Domestic team information
- 1914/15: South Australia
- 1910: Carmarthenshire

Career statistics
| Competition | First-class |
| Matches | 4 |
| Runs scored | 93 |
| Batting average | 13.28 |
| 100s/50s | –/– |
| Top score | 23 |
| Balls bowled | 986 |
| Wickets | 13 |
| Bowling average | 35.92 |
| 5 wickets in innings | – |
| 10 wickets in match | – |
| Best bowling | 3/56 |
| Catches/stumpings | 6/– |
- Source: Cricinfo, 7 June 2011

= Alec James (cricketer) =

Welsh cricketer

Alec Pearce James (22 May 1889 - 14 August 1961) was a Welsh cricketer. James's batting style is unknown, but it is known he bowled right-arm fast-medium. He was born in Neath, Glamorgan.

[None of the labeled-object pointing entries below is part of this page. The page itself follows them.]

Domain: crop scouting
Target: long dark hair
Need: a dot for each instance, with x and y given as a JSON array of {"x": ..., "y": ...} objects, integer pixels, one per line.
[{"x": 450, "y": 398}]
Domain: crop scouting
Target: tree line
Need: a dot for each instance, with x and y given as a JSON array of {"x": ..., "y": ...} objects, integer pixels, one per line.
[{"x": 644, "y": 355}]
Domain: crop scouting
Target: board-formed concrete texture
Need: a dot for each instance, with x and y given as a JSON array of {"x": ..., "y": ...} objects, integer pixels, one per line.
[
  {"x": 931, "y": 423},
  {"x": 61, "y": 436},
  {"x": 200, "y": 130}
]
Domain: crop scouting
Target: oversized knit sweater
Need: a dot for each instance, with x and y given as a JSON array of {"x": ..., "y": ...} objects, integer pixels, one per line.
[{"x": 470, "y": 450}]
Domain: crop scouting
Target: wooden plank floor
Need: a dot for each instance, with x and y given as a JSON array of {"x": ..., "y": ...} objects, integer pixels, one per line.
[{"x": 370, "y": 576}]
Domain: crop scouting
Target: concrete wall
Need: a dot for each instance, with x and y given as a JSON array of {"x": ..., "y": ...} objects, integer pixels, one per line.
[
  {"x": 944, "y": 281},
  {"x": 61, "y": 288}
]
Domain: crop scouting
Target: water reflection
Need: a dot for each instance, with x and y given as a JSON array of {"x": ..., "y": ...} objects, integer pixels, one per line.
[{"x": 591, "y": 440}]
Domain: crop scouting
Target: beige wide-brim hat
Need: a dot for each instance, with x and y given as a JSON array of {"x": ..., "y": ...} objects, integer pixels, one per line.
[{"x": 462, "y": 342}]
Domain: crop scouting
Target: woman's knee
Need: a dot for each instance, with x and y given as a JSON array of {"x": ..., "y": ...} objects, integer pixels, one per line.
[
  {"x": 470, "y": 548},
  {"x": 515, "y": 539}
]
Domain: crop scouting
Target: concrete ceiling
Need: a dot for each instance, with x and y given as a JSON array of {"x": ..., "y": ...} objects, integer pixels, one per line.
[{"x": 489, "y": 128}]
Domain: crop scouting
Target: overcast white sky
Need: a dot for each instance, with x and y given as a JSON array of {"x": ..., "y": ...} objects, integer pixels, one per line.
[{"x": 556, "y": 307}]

James made his debut for Carmarthenshire in the 1910 Minor Counties Championship against Monmouthshire. James played 5 further Minor Counties Championship for Carmarthenshire in 1910, the last coming against Cornwall.

Moving to Australia, where he taught at St Peter's College, Adelaide, James made his first-class debut for South Australia in December 1914, against New South Wales. He made 3 further first-class appearances for South Australia, the last coming against Victoria in February 1915. In his 4 appearances, he scored 93 runs at a batting average of 13.28, with a high score of 23. With the ball, he took 13 wickets at a bowling average of 35.92, with best figures of 3/56.

He died in Torquay, England on 14 August 1961.